Капризы повелителей прошлого, сеньоров, по сравнению с детскими капризами обладали одиозной неполноценностью, требуя угнетения других людей. Какой бы субъективностью ни обладало феодальное самодурство — по своей воле я озолочу тебя или убью — оно было испорчено и сковано нищетой своей самореализации. Субъективность повелителя фактически реализовывалась только отрицая субъективность других, следовательно заковывая себя в цепи; заковывая других, она заковывала себя.
Дитя не обладает этой привилегией несовершенства. Одним ударом он теряет право на несовершенство. Его дразнят его детскостью, заставляют вести себя как взрослый. И любой, кто взрослеет, подавляя в себе свою детскость до глупости и боли, убеждён, что ему удаётся жить как взрослому.
Игра ребёнка как досуг аристократического гранда должна быть освобождена, чтобы вернуть себе свою честь. Сегодня, настал исторически благоприятный момент. Речь идёт о спасении детства и его суверенной субъективности, детства и его смеха подобного колебаниям спонтанности, детства и его способов полагаться на себя для того, чтобы освещать собой мир, освещать все предметы странно знакомым факелом.
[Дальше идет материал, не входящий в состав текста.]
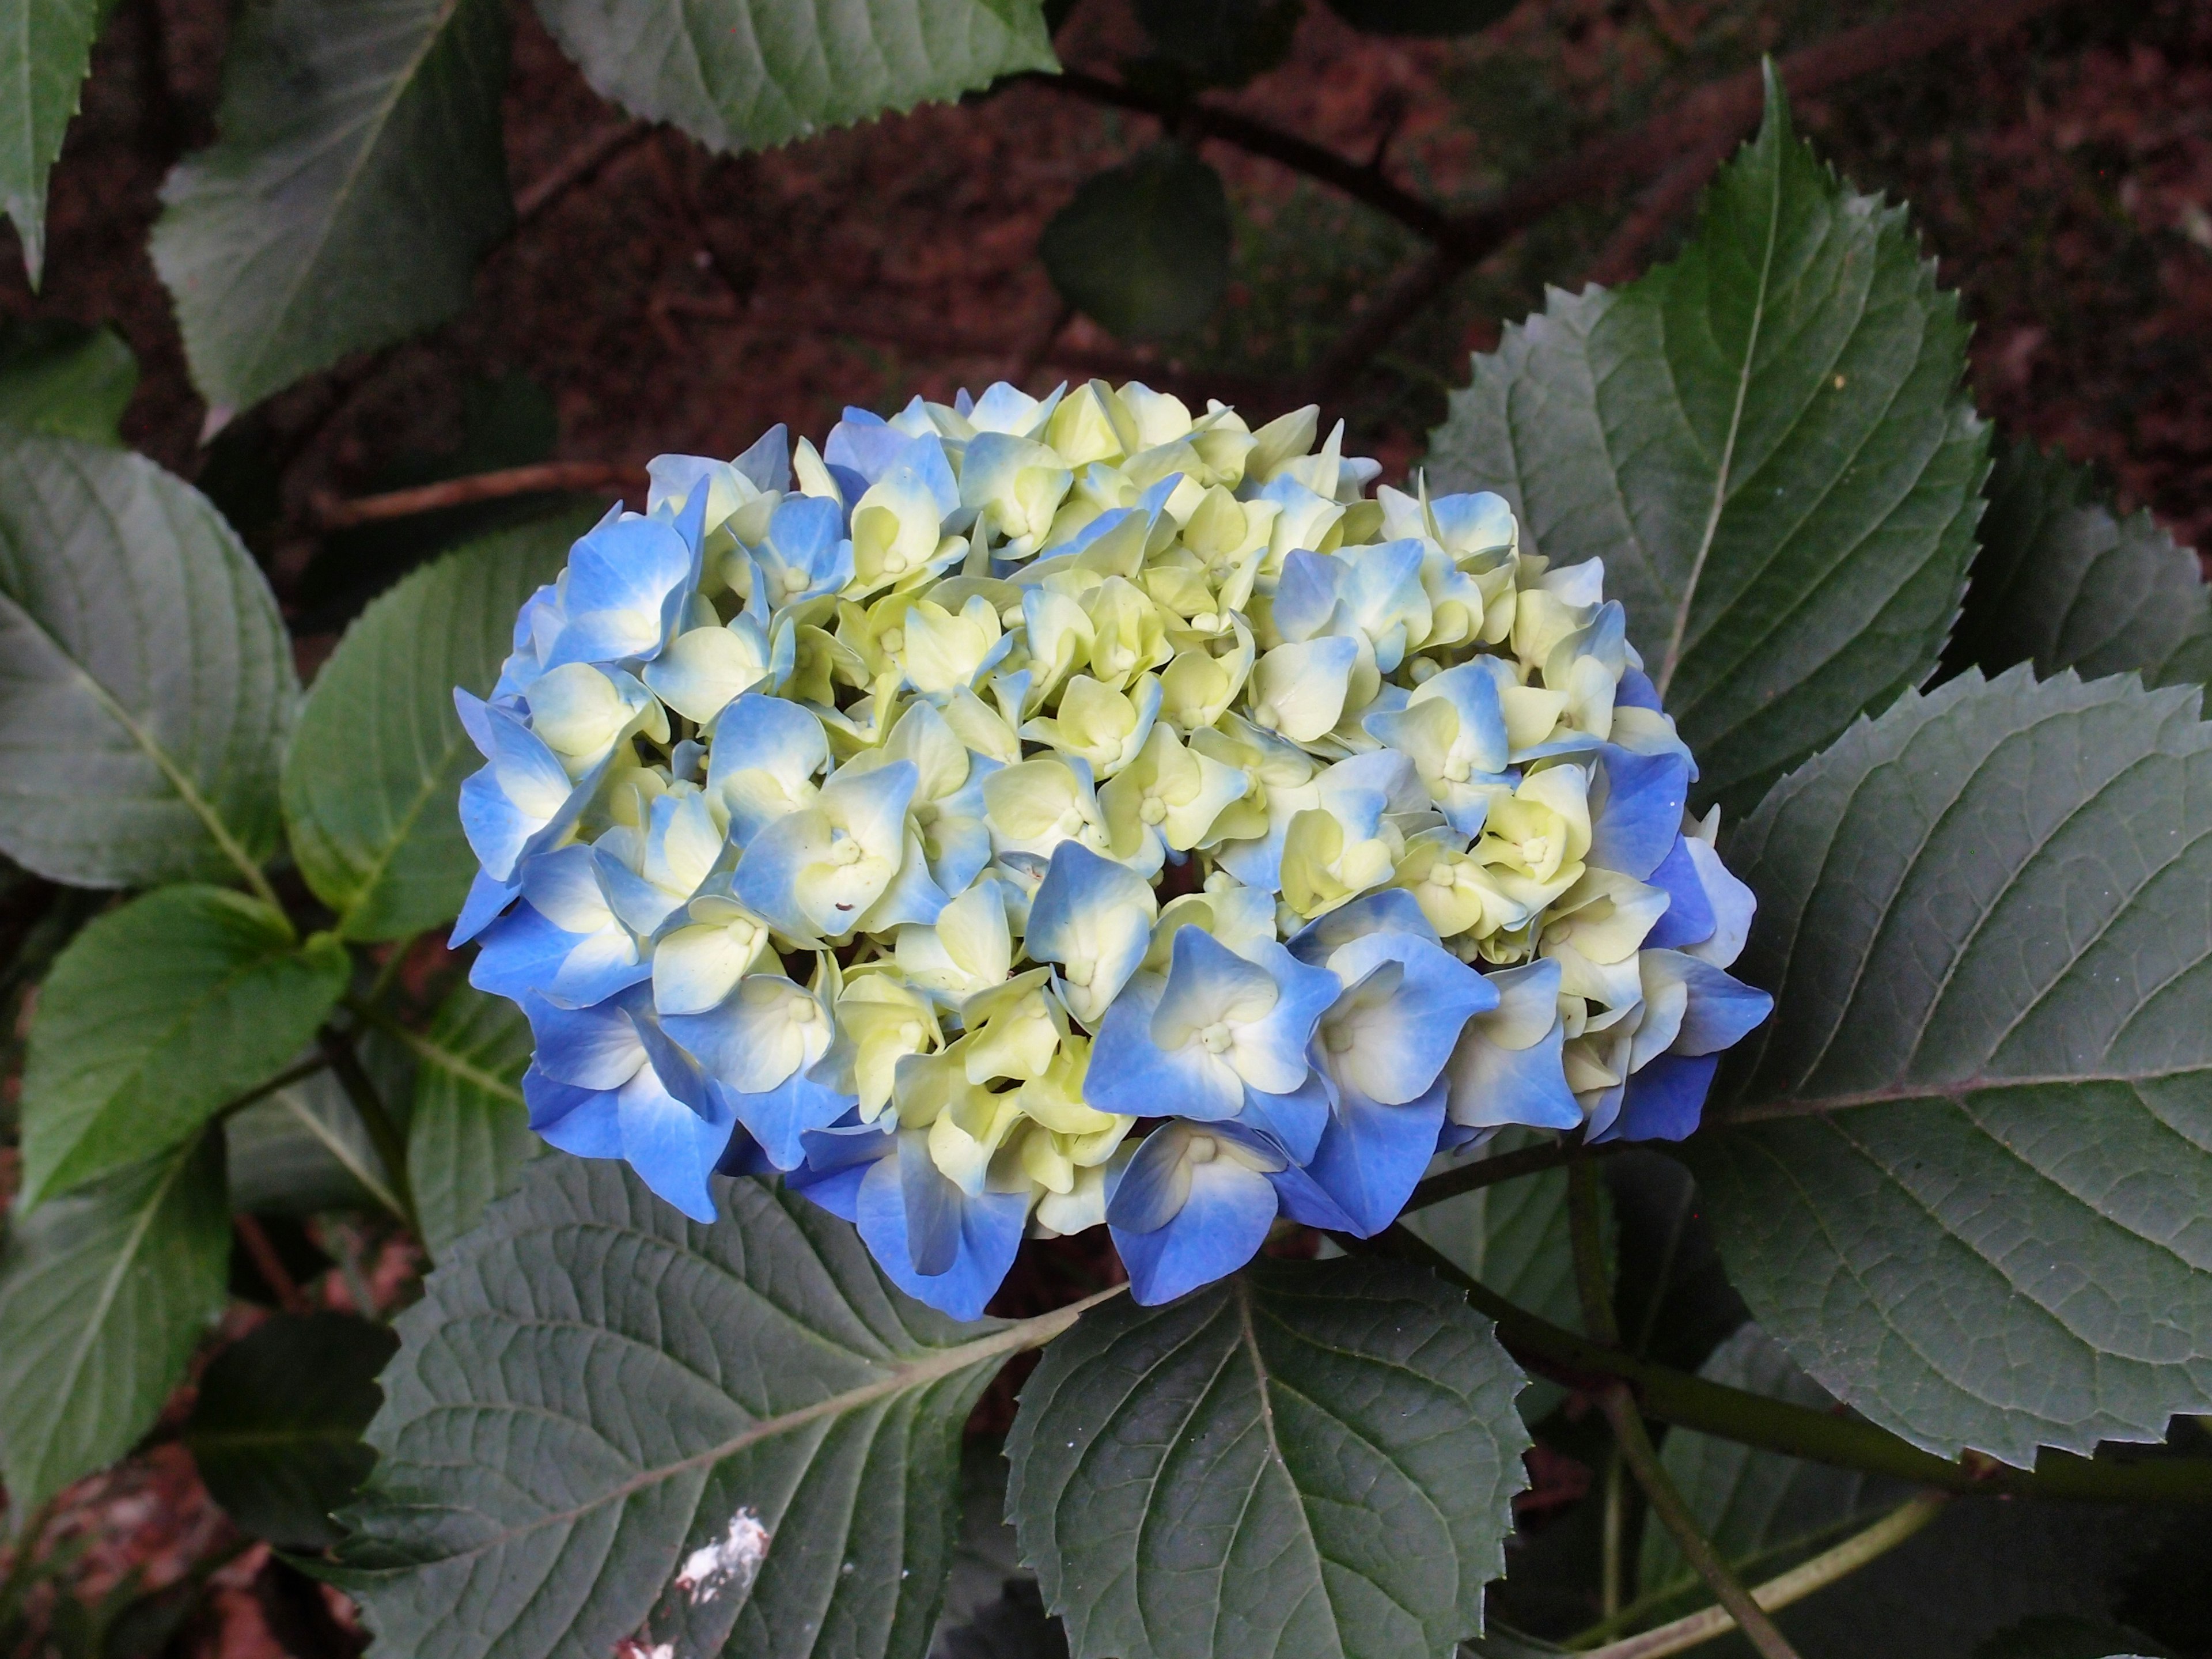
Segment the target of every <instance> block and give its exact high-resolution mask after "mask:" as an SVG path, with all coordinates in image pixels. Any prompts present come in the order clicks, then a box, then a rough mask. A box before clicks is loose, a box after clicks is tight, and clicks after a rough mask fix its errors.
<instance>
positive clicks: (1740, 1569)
mask: <svg viewBox="0 0 2212 1659" xmlns="http://www.w3.org/2000/svg"><path fill="white" fill-rule="evenodd" d="M1697 1374H1699V1376H1703V1378H1705V1380H1710V1383H1725V1385H1728V1387H1732V1389H1750V1391H1752V1394H1765V1396H1770V1398H1776V1400H1790V1402H1792V1405H1809V1407H1816V1409H1820V1411H1827V1409H1834V1405H1836V1402H1834V1398H1829V1394H1827V1389H1823V1387H1820V1385H1818V1383H1814V1380H1812V1378H1809V1376H1805V1374H1803V1371H1801V1369H1798V1367H1796V1365H1794V1363H1792V1360H1790V1356H1787V1354H1783V1349H1781V1345H1778V1343H1776V1340H1774V1338H1772V1336H1767V1334H1765V1332H1763V1329H1759V1325H1741V1327H1736V1334H1734V1336H1730V1338H1728V1340H1725V1343H1721V1345H1719V1347H1717V1349H1714V1352H1712V1356H1710V1358H1708V1360H1705V1363H1703V1365H1701V1367H1697ZM1659 1460H1661V1462H1663V1464H1666V1469H1668V1473H1670V1475H1674V1484H1677V1486H1679V1489H1681V1495H1683V1500H1686V1502H1688V1504H1690V1513H1692V1515H1694V1517H1697V1522H1699V1531H1703V1533H1705V1537H1710V1540H1712V1542H1714V1546H1717V1548H1719V1551H1721V1555H1723V1557H1725V1559H1728V1562H1730V1564H1734V1566H1736V1573H1739V1577H1743V1579H1745V1582H1747V1584H1754V1582H1761V1579H1767V1577H1774V1575H1776V1573H1781V1571H1785V1568H1790V1566H1794V1564H1796V1559H1798V1557H1801V1555H1809V1553H1812V1551H1816V1548H1825V1546H1827V1544H1832V1542H1834V1540H1836V1537H1838V1535H1840V1533H1843V1531H1845V1528H1849V1526H1851V1524H1854V1522H1856V1520H1860V1517H1869V1515H1871V1513H1874V1511H1880V1509H1887V1506H1891V1504H1898V1502H1902V1500H1905V1498H1909V1495H1911V1489H1909V1486H1905V1484H1902V1482H1893V1480H1880V1478H1878V1475H1865V1473H1858V1471H1856V1469H1829V1467H1827V1464H1816V1462H1805V1460H1803V1458H1785V1455H1781V1453H1776V1451H1754V1449H1752V1447H1745V1444H1739V1442H1734V1440H1719V1438H1714V1436H1708V1433H1694V1431H1692V1429H1670V1431H1668V1438H1666V1449H1663V1451H1661V1455H1659ZM1641 1590H1644V1595H1646V1597H1650V1595H1659V1593H1666V1590H1677V1593H1699V1590H1703V1579H1699V1577H1697V1573H1694V1571H1692V1568H1690V1564H1688V1562H1683V1559H1681V1551H1679V1548H1677V1546H1674V1535H1672V1533H1670V1531H1668V1528H1666V1526H1657V1524H1648V1526H1646V1528H1644V1564H1641ZM1701 1599H1703V1597H1701Z"/></svg>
Мы утратили красоту вещей, их способ существования, оставляя их умирать в руках власти и её богов. Напрасно волшебный сон сюрреализма пытался оживить их поэтической подсветкой: мощи воображения недостаточно для того чтобы разрушить рамки социального отчуждения заключающего все вещи в незримую тюрьму; оно не смогло вернуть их свободной игре субъективности. С точки зрения власти, камень, дерево, бетономешалка, пылесос являются мёртвыми предметами, крестами поставленными на воле видеть их в ином свете и изменять их. И всё же, по ту сторону того, что они должны были означать, я знаю, что найду возвышенное в них. Я знаю, что машина может вызывать страсть если вовлечь её в игру, в фантазию, в свободу. В мире, где всё является живым, включая деревья и камни, нет больше пассивных знаков для пассивного созерцания. Всё говорит о радости. Триумф субъективности придаёт жизни вещам; и разве то, что мёртвые вещи непереносимо господствуют сегодня над субъективностью не является, в глубине, лучшим историческим шансом достичь высшего состояния жизни?